Improved slice selection for R2*mapping during cryoablation with eddy current compensation

Purpose: To improve the slice profile and image quality of R2* mapping in the iceball during cryoablation with ultra-short echo time (UTE) imaging by compensating for eddy currents induced by the selective gradient when half-pulse radiofrequency (RF) excitation is employed to achieve UTEs. Materials and Methods: A method to measure both 130 and linear eddy currents simultaneously is first presented. This is done with a least-square fitting process on calibration data collected on a phantom. Eddy currents during excitation are compensated by redesigning the RF pulse and the selective gradient accordingly, while that resultant from the readout gradient are compensated for during image reconstruction.

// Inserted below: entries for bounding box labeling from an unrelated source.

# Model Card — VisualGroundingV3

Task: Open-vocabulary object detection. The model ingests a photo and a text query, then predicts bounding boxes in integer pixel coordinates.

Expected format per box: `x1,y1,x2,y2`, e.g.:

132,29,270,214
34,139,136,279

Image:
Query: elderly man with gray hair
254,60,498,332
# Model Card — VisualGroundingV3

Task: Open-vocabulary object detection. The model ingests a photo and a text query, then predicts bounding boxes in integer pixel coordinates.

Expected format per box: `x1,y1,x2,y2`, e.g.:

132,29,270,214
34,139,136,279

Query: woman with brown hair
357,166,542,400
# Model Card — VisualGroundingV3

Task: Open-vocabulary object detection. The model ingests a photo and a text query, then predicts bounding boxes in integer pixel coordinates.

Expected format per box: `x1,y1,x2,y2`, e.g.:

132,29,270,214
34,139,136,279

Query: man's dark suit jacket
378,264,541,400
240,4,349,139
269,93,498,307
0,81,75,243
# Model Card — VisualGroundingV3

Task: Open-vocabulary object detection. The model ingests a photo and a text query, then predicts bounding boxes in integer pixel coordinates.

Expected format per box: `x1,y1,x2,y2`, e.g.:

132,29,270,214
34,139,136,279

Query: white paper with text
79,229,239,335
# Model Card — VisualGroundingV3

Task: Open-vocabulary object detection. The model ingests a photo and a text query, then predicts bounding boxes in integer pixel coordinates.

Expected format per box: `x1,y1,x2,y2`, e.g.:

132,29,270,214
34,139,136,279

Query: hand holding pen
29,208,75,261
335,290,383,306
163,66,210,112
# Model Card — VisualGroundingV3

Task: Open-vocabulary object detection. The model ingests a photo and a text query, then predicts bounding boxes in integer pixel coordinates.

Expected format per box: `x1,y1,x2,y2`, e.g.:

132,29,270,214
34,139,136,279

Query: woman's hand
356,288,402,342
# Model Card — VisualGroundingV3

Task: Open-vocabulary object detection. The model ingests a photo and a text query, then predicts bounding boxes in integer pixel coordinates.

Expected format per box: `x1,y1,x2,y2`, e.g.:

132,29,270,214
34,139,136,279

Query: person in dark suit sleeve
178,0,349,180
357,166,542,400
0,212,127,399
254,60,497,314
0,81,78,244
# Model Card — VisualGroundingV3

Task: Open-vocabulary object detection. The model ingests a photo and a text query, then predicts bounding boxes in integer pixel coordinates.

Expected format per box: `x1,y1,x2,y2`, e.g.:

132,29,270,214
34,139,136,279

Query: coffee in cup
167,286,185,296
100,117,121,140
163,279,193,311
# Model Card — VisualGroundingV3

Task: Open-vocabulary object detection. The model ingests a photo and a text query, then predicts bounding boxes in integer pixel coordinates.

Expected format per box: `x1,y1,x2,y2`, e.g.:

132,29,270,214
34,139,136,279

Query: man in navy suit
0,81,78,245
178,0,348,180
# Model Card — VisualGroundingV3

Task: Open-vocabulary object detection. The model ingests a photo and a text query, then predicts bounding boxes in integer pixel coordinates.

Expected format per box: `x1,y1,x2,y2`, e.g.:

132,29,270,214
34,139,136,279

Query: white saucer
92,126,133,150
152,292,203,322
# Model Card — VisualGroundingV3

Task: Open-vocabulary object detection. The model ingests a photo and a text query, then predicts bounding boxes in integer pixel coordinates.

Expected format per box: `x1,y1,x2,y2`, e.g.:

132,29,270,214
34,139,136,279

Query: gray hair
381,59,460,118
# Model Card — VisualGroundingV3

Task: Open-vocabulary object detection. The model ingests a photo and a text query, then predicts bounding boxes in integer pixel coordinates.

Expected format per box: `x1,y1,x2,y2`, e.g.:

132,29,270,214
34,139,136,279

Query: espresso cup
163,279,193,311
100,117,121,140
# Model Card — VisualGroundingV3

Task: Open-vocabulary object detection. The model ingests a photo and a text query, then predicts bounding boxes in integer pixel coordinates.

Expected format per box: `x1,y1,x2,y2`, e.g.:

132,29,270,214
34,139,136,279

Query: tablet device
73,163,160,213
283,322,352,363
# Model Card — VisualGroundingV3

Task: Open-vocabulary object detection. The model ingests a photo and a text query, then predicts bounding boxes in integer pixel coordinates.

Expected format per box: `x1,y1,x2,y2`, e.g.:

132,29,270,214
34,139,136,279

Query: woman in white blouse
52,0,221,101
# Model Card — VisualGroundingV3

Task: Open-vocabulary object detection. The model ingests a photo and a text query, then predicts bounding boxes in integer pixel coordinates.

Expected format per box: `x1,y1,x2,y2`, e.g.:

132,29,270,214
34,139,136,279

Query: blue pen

In vivo data were obtained continuously during the cryoablation experiments to calculate the R2* values in the iceball and to correlate them with the freezing process. Results: Image quality degradation due to eddy currents is significantly reduced with the proposed approaches. R2* maps of iceball throughout the cryoablation experiments were achieved with improved quality. Conclusion: The proposed approaches are effective for compensating eddy currents during half-pulse RF excitation as well as readout. TEs as short as 100 mu sec were obtained, allowing R2* maps to be obtained from frozen tissues with improved quality.